Sunday, July 29, 2007

Hikeblogging: Twin Peaks, Wasatch-Cache National Forest

Yesterday I did what turned out to be the most difficult hike I've ever tried (outside of the Marines): Twin Peaks in the Wasatch Mountains east of Salt Lake City.

The lower portion of the trail is relatively easy and winds through the forest until you reach the main basin. From here you can see your goal. I originally wanted to climb Dromedary Peak (far left) but after seeing how steep it was on the sides I decided to try Twin Peaks (second from right).

The trail soon disappears and you hike through meadows and open spaces of loose rocks. From this picture it looks as if Twin Peaks is not that far away, but even though it's only about another 3/4 miles you still have about 1,500 feet of elevation to climb, as I would soon find out.

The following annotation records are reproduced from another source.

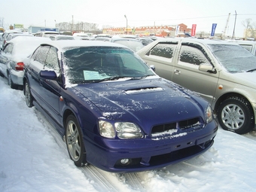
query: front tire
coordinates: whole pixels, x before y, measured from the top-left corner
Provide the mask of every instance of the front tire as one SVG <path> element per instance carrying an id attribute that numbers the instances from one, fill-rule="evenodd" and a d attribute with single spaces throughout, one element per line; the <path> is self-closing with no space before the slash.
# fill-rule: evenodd
<path id="1" fill-rule="evenodd" d="M 78 121 L 73 114 L 66 120 L 66 142 L 70 158 L 76 166 L 87 164 L 86 151 Z"/>
<path id="2" fill-rule="evenodd" d="M 222 129 L 238 134 L 248 133 L 254 127 L 254 114 L 248 102 L 232 96 L 221 103 L 218 120 Z"/>
<path id="3" fill-rule="evenodd" d="M 31 95 L 30 88 L 27 81 L 26 81 L 24 86 L 24 94 L 26 105 L 29 108 L 32 108 L 33 106 L 33 98 Z"/>

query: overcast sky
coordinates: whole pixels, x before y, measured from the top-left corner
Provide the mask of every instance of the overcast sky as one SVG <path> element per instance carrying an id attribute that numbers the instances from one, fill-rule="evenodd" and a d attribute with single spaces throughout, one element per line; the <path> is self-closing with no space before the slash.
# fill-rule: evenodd
<path id="1" fill-rule="evenodd" d="M 4 26 L 14 24 L 53 27 L 61 22 L 87 22 L 125 27 L 126 15 L 130 27 L 177 25 L 188 28 L 197 24 L 196 32 L 221 33 L 230 13 L 226 34 L 242 36 L 242 22 L 256 23 L 255 0 L 0 0 L 0 18 Z"/>

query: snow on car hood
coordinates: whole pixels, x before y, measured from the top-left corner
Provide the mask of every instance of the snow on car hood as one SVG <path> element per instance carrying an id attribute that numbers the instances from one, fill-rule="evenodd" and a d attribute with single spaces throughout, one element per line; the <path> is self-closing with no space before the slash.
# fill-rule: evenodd
<path id="1" fill-rule="evenodd" d="M 160 78 L 82 84 L 73 89 L 97 106 L 99 117 L 160 123 L 204 115 L 194 96 Z"/>

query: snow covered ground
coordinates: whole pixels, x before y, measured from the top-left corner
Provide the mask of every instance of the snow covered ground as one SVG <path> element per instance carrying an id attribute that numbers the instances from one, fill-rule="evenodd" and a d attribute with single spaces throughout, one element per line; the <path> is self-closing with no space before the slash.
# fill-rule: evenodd
<path id="1" fill-rule="evenodd" d="M 205 154 L 173 166 L 117 174 L 77 168 L 66 145 L 23 92 L 0 78 L 0 191 L 256 191 L 256 131 L 221 128 Z"/>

I finally made it to the top after slowly climbing up the steep rock face. In the distance to the south you can see Mount Timpanogos. This view is from East Twin, at 11,330 feet. West Twin, just another quarter mile to the west of this point is 11,328 feet. I was too tired to try and bag both in one day.

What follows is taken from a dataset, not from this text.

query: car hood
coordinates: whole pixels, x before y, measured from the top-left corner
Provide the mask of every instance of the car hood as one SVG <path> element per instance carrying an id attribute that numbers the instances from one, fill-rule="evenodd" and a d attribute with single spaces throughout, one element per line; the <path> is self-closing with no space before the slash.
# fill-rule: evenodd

After consulting my topo map, I determined that descending the north face of the mountain would be just as difficult as going back down the way I came up on the south face. Besides, there appeared to be a decent trail leading down from the top. I followed it, and found out it wasn't a human trail, it was a game trail. One used by mountain goats, like the two in the center of this picture.

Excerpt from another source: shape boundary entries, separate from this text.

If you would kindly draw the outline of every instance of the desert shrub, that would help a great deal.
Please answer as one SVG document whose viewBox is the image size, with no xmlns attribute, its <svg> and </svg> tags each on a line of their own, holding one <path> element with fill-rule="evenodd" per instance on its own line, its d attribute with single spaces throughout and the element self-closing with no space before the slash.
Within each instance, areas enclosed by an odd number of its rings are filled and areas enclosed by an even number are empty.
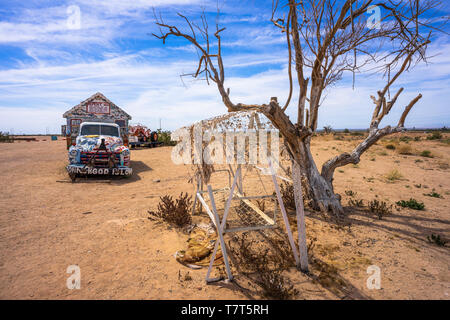
<svg viewBox="0 0 450 320">
<path fill-rule="evenodd" d="M 424 193 L 423 195 L 427 196 L 427 197 L 432 197 L 432 198 L 442 198 L 442 196 L 439 193 L 437 193 L 436 191 L 434 191 L 434 189 L 430 193 Z"/>
<path fill-rule="evenodd" d="M 230 252 L 240 271 L 261 288 L 260 294 L 268 299 L 287 300 L 298 294 L 282 272 L 295 265 L 289 245 L 284 240 L 266 239 L 274 250 L 261 248 L 261 241 L 249 239 L 248 234 L 234 236 Z"/>
<path fill-rule="evenodd" d="M 404 136 L 404 137 L 400 137 L 400 139 L 398 139 L 398 140 L 408 143 L 409 141 L 412 140 L 412 138 L 408 137 L 408 136 Z"/>
<path fill-rule="evenodd" d="M 283 182 L 280 186 L 281 198 L 284 206 L 289 209 L 295 209 L 294 185 L 292 183 Z"/>
<path fill-rule="evenodd" d="M 158 130 L 158 142 L 162 142 L 165 146 L 174 146 L 177 144 L 176 141 L 172 141 L 170 138 L 170 131 Z"/>
<path fill-rule="evenodd" d="M 350 199 L 350 200 L 348 200 L 348 205 L 350 206 L 350 207 L 358 207 L 358 208 L 361 208 L 361 207 L 364 207 L 364 200 L 362 200 L 362 199 Z"/>
<path fill-rule="evenodd" d="M 440 140 L 440 139 L 442 139 L 442 134 L 439 131 L 435 131 L 430 136 L 427 137 L 427 140 Z"/>
<path fill-rule="evenodd" d="M 439 247 L 445 247 L 447 244 L 447 241 L 441 238 L 440 235 L 432 233 L 431 236 L 427 236 L 428 242 L 434 243 L 438 245 Z"/>
<path fill-rule="evenodd" d="M 413 154 L 412 147 L 409 144 L 402 144 L 397 148 L 399 154 Z"/>
<path fill-rule="evenodd" d="M 393 144 L 387 144 L 386 149 L 395 150 L 395 146 Z"/>
<path fill-rule="evenodd" d="M 160 202 L 158 204 L 158 210 L 148 211 L 150 220 L 162 220 L 173 224 L 177 227 L 184 227 L 191 224 L 192 217 L 190 214 L 192 206 L 191 197 L 183 192 L 180 197 L 175 201 L 169 195 L 160 197 Z"/>
<path fill-rule="evenodd" d="M 397 169 L 392 169 L 386 175 L 386 179 L 388 179 L 389 181 L 397 181 L 400 180 L 402 177 L 403 175 Z"/>
<path fill-rule="evenodd" d="M 410 208 L 410 209 L 414 209 L 414 210 L 424 210 L 425 209 L 425 204 L 423 202 L 418 202 L 416 199 L 409 199 L 408 201 L 406 200 L 400 200 L 396 202 L 397 205 L 399 205 L 400 207 L 403 208 Z"/>
<path fill-rule="evenodd" d="M 378 219 L 382 220 L 384 216 L 392 213 L 392 205 L 388 205 L 385 201 L 374 199 L 368 203 L 371 213 L 377 215 Z"/>
<path fill-rule="evenodd" d="M 430 150 L 424 150 L 420 153 L 420 155 L 425 158 L 433 158 Z"/>
</svg>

I began to realize that mountain goats tend to live in places that humans can't easily get to. Sure enough, as I continued my descent I noticed that the ridgeline down into the canyon was made up of bare, potentially slick outcrops of shale, with stair-like miniature cliffs about 10-20 high. In other words, I was trapped unless I found a route down. I eventually found a very steep couloir and I carefully picked my way down, almost causing a rockslide once or twice and losing my jacket in the process. But I finally made it down and lived to blog about it.

In consulting my copy of Veranth's Hiking the Wasatch I found out later that I had descended by a route known as the Robinson Variation, meaning that some guy named Robinson was crazy enough to go up that way. As for me, I'm proud I made it to the top, but I'm not going to try that hike again for a while.